Ya nos pasó una vez en Waverley y cada vez que piso esa estación sufro la culpa de haber sido yo la responsable, porque no leí bien la hora de salida en el boleto y si no tomábamos aquel tren no íbamos a llegar a otro tren que nos iba a llevar a un aeropuerto donde teníamos que agarrar un avión que nos dejaba… en fin, no soporto las carreras al borde del espanto y de la incertidumbre de llegar tarde.

Pero esta vez llegamos a tiempo y nos embarcamos felices, dos segundos antes de que el tren arrancara y nos felicitamos por nuestra suerte y por el buen día que estaba haciendo y porque no había nada de qué preocuparse si ya estábamos en camino y sólo teníamos que relajarnos y esperar a que llegáramos a la última estación, media hora más tarde.

Llegamos por fin y ahí estaba el mar, tan azul como lo habíamos visto antes. Más lleno, porque la marea estaba alta y no se veían las rocas del fondo. La piscina que construyeron para que se bañaran los niños, al lado del centro de observación de aves, también estaba llena y rodeada de agua y no de piedras como cuando la marea está baja. Muchos niños jugaban en el agua helada, acompañados por sus confiados padres, sin preocuparse por nada.

Más allá de la marea alta todo estaba igual que la última vez. Pero al acercarnos al agua me pareció que olía como a huevos podridos o a baño turco y se lo dije a Lyo, que se impresiona mucho con esas cosas, pero se hace el que no me cree. El asunto es que habíamos leído en The Times que una gran cantidad de playas británicas contienen una proporción de deshechos fecales mucho más alta de la aprobada por los organismos europeos encargados de fijar los estándares de limpieza del agua. La razón: cuando llueve más de la cuenta, las plantas que se encargan del tratamiento de las aguas negras las descargan directo al mar, porque no pueden procesar el exceso que reciben. El resultado: el mar se contamina y la gente se baña, literalmente, en su propia mierda. O en mierda ajena, que es lo mismo, pero peor.

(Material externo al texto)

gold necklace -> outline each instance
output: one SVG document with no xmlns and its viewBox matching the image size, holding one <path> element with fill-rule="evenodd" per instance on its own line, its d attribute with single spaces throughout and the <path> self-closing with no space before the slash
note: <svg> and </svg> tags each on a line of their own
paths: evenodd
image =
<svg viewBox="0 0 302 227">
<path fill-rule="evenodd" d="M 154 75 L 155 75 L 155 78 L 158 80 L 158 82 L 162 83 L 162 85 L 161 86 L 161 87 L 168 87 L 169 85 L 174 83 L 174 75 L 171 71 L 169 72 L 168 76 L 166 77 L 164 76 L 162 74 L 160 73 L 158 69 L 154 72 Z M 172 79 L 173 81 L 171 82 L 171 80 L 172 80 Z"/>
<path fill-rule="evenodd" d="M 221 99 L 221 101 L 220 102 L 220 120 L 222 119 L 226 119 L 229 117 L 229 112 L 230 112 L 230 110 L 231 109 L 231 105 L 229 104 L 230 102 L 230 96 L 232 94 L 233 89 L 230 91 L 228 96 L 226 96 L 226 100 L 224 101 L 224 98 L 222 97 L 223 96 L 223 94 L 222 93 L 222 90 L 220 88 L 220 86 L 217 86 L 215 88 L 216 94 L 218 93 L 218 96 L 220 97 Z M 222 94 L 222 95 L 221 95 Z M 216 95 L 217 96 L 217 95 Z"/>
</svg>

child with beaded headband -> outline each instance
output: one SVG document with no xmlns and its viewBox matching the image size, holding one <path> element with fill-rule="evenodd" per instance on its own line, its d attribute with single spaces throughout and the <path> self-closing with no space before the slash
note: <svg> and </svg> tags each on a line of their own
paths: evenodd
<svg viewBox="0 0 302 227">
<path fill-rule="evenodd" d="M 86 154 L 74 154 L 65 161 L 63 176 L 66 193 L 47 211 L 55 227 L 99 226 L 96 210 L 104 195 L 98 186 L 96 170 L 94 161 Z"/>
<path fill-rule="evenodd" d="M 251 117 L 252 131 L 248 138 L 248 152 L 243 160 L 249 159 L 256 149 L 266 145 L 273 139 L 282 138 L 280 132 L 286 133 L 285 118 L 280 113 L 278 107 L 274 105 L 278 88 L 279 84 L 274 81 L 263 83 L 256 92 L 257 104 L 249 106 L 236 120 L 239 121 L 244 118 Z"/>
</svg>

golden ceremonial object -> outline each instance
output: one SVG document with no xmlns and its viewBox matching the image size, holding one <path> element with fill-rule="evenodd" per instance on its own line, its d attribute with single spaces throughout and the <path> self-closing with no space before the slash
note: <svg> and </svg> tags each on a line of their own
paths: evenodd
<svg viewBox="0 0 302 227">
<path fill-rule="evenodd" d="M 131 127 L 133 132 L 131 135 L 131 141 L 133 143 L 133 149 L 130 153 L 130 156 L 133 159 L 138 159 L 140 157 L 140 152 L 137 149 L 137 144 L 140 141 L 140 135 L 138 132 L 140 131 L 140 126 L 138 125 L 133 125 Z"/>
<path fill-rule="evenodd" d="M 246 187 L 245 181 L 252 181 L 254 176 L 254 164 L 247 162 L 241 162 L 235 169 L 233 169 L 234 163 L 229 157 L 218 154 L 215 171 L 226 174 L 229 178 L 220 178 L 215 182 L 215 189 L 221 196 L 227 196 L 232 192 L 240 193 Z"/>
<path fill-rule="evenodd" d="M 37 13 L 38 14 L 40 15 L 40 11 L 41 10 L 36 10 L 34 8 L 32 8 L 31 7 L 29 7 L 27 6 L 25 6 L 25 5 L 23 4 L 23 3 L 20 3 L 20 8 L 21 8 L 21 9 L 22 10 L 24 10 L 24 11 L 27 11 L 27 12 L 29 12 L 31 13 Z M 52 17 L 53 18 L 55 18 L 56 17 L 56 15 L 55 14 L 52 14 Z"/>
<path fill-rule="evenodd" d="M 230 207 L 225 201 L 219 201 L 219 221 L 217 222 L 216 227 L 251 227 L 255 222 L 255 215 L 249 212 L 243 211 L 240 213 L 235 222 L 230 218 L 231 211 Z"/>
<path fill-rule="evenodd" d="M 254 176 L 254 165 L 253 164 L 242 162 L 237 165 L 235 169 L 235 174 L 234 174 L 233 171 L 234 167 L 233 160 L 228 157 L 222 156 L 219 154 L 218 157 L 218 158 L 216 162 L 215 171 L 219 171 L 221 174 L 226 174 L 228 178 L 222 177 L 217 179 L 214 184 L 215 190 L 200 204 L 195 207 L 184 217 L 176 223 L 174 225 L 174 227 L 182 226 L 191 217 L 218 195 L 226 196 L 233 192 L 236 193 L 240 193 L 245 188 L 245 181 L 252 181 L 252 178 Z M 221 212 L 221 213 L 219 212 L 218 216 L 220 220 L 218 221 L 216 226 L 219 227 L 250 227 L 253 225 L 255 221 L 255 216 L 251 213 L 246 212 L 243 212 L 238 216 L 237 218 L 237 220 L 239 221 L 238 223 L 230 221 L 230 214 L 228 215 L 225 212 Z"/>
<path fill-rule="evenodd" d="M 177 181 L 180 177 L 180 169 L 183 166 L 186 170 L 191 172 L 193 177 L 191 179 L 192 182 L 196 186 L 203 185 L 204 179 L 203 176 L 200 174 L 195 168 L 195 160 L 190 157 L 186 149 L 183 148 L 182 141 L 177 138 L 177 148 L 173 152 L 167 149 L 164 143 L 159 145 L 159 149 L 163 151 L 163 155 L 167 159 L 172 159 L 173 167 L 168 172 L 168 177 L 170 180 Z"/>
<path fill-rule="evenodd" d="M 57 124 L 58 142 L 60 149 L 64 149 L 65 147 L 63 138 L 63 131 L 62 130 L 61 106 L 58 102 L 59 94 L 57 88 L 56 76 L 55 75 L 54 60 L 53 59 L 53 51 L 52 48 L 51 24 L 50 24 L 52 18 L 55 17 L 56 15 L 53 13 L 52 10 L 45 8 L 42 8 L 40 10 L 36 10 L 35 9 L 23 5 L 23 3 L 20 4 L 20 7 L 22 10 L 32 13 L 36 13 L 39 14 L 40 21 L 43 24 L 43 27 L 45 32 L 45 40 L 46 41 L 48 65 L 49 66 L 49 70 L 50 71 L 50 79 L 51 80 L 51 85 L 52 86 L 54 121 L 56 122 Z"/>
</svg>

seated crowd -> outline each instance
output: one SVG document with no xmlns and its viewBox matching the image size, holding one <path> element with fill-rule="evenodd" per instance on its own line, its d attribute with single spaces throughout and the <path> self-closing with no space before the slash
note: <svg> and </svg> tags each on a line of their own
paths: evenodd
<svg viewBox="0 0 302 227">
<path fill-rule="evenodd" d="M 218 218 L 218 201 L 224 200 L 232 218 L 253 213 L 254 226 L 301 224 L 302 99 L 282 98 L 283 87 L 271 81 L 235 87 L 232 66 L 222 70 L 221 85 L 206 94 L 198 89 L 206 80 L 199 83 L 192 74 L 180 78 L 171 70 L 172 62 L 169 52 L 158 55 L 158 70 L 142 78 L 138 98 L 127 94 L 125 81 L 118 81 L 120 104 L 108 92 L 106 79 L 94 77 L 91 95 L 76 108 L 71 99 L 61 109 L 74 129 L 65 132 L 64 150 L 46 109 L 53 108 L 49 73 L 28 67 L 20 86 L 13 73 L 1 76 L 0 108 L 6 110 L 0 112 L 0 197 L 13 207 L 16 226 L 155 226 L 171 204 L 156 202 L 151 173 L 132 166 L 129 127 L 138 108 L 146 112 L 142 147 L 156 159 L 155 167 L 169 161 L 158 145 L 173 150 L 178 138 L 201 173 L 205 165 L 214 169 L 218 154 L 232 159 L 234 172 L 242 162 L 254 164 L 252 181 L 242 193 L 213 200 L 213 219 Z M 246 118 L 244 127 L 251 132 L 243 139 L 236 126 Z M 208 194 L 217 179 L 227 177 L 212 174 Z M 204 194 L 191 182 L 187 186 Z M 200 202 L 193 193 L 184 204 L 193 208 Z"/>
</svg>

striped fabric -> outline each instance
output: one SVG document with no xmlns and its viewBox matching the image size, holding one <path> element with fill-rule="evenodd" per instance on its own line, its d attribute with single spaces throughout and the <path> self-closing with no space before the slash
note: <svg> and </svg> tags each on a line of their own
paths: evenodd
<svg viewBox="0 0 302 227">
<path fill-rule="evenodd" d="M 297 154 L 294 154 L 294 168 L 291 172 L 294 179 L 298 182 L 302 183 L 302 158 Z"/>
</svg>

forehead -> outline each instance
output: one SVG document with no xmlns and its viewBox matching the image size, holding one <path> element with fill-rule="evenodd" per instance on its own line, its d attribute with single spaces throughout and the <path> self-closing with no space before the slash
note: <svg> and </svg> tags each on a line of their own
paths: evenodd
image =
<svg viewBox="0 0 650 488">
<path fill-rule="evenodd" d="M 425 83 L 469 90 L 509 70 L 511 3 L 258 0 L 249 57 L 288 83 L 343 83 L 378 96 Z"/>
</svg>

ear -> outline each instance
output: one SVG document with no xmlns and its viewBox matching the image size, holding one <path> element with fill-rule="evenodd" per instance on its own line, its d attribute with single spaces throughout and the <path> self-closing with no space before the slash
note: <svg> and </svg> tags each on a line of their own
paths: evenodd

Aún así, no nos dejamos desanimar por las apariencias. Elegimos un lugar desocupado, extendimos nuestro pareo azul y nos echamos a disfrutar del sol y a comer unos sanduchitos que habíamos preparado en casa y a leer y a mirar a la gente pasar. Yo decidí de entrada que no me bañaría. Pero Lyo estuvo dudando durante largo rato si bañarse o no. Al final se decidió, porque el sol calentaba bastante, y estuvo unos quince minutos metido en el agua helada, sin animarse mucho a nadar o a moverse del mismo sitio. Al salir tenía los labios morados y temblaba como un pajarito enfermo. Ese es el precio que hay que pagar por un chapuzón en el mar del norte. Mejor dicho, ése es sólo uno de los precios.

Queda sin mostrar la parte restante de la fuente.